Auch die Aussagen der Prüferseite zum Thema Stempelspielereien können nicht nachvollzogen werden:

Es gibt weder eine Stempelspielerei am Sammlerschalter noch eine Vorschrift, die 70 Kr.-Marken zentrisch zu entwerten. Weder ein Sammler noch ein Postbeamter würden je auf die Idee kommen, Marken derart zu verstempeln. Solche Verstempelungen geben eher einen Hinweis auf Stücke aus dem Bedarf.(!).

Die Prüfer müssten die Vorschrift vom 8.11.1851 betr. Einführung der Freimarken kennen:

...werden die Poststellen darauf aufmerksam gemacht, dass die Stempelung der Briefe nicht, wie mitunter geschehen, mit der Entwertung der Freimarken dergestalt zu verbinden ist, dass der Abdruck des Orts- und Datumsstempels zur Hälfte neben denselben auf der Adresse des Briefes erscheint. Der Orts- und Datumsstempel ist vielmehr jedesmal mitten auf die Marke abzudrucken. [21]

Der Erlass wurde nicht aufgehoben und galt selbstverständlich auch für die 70 Kreuzer!



Derartige Stempelspielereien vom Sammlerschalter des Postamtes IV mit einem, zwei, drei oder gar vier Eckstempeln aus den 1880er-Jahren wären in der regulären Verwendungszeit der 70 Kreuzer (1874 und 1875) niemals ohne Sanktionen möglich gewesen. Sie sind ein ganz eindeutiges Indiz für die Nachstempelungen.

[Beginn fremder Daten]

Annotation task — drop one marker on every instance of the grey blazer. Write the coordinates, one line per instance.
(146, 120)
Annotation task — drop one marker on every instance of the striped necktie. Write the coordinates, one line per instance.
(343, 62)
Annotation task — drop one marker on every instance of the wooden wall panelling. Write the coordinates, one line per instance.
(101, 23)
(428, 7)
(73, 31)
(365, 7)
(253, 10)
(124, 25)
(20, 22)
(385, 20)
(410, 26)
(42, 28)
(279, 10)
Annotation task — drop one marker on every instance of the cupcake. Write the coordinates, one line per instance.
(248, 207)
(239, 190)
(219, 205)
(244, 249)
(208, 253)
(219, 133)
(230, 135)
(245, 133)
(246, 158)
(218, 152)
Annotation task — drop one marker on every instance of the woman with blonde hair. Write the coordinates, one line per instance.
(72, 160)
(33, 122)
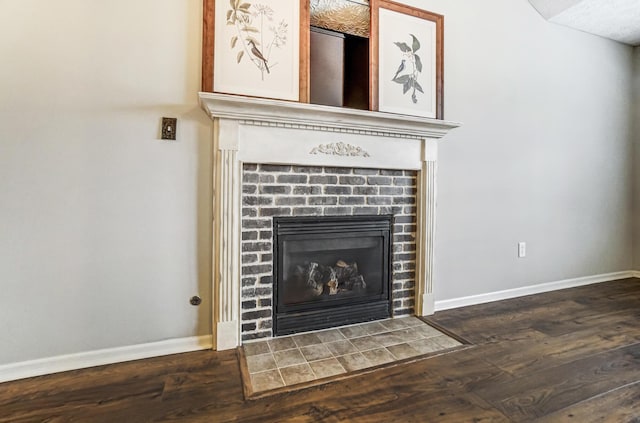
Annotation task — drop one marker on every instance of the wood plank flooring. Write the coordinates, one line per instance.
(565, 356)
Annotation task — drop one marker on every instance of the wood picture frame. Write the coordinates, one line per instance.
(398, 80)
(234, 34)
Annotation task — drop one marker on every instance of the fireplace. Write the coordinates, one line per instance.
(330, 271)
(250, 132)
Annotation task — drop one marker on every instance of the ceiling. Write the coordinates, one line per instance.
(614, 19)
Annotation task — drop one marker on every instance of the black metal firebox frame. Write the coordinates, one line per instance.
(288, 319)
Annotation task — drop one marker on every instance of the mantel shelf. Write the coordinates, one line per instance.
(291, 113)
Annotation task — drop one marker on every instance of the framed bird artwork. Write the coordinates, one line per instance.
(407, 60)
(256, 48)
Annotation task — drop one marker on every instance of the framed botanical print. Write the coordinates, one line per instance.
(256, 48)
(407, 60)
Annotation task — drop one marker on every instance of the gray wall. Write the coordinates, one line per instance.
(104, 229)
(543, 156)
(636, 172)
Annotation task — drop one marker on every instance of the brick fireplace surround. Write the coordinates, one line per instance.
(276, 158)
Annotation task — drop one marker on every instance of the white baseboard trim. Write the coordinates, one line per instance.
(63, 363)
(532, 289)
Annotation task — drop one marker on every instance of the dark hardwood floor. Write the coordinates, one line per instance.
(571, 355)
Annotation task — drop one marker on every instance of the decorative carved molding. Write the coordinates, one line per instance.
(288, 114)
(340, 149)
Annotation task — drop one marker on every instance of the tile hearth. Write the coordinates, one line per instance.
(291, 360)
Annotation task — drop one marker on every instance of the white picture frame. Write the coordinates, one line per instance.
(256, 48)
(409, 49)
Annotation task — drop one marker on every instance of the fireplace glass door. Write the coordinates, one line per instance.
(330, 271)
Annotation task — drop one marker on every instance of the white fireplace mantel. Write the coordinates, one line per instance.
(254, 130)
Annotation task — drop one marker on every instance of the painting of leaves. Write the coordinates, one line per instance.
(410, 68)
(256, 34)
(409, 55)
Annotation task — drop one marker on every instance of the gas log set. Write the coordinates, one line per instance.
(321, 279)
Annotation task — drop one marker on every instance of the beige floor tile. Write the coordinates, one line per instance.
(394, 324)
(327, 368)
(378, 356)
(354, 331)
(297, 374)
(316, 352)
(425, 346)
(386, 339)
(260, 363)
(427, 331)
(288, 358)
(365, 343)
(402, 351)
(341, 347)
(330, 335)
(306, 339)
(279, 344)
(256, 348)
(266, 380)
(374, 328)
(412, 321)
(353, 362)
(409, 334)
(445, 341)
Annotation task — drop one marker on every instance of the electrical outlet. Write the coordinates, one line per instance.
(522, 249)
(169, 128)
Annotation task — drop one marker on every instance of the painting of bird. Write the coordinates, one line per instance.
(400, 69)
(258, 55)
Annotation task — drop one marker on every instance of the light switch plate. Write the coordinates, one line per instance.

Es könnte eine dreistellige Anzahl mit diesem Stempel entwerteter 70 Kreuzer-Marken existieren. Alle Abstempelungen mit dem grünen Datumsbrückenstempel des Postamtes IV sind Nachstempelungen aus den 1880er-Jahren, also weit außerhalb der Kurszeit der 70 Kreuzer. Sie müssen nach den Regeln des Prüferverbandes als falsch gelten. In Zukunft dürfen sie keinesfalls mehr als zeitgerechte Entwertungen auf 70 Kreuzer-Marken befundet und attestiert werden. Frühere Befunde und Atteste, in denen eine zeitgerechte Entwertung bescheinigt wird, können in diesem Punkt keinen Bestand mehr haben.

Auch hierzu folgt die übliche irrige, längst widerlegte Ansicht der Prüferseite:

Stücke mit dem grünen Datumsbrückenstempel des Postamtes IV stammen entweder von einem höhergewichtigen Auslandsbrief oder von einer zeitweisen Verwendung des Datumsbrückenstempels am Fahrpostschalter. Alle Atteste der letzten Jahre sind auch heute noch zutreffend.


[15] Spalink, Deutsche Hufeisenstempel; von Garnier/Zirz, Katalog der Franco-Stempel 1864–1880

[16]/[17] Schreiben der Verbandsprüfstelle vom 4.5.2021 an mich

[18] Winkler/Klinkhammer, S. 466

[19] Köhler/Sieger, S. 121 ff.

[20] Vgl. Dreierstreifen 42b aus der 2. Trostauktion.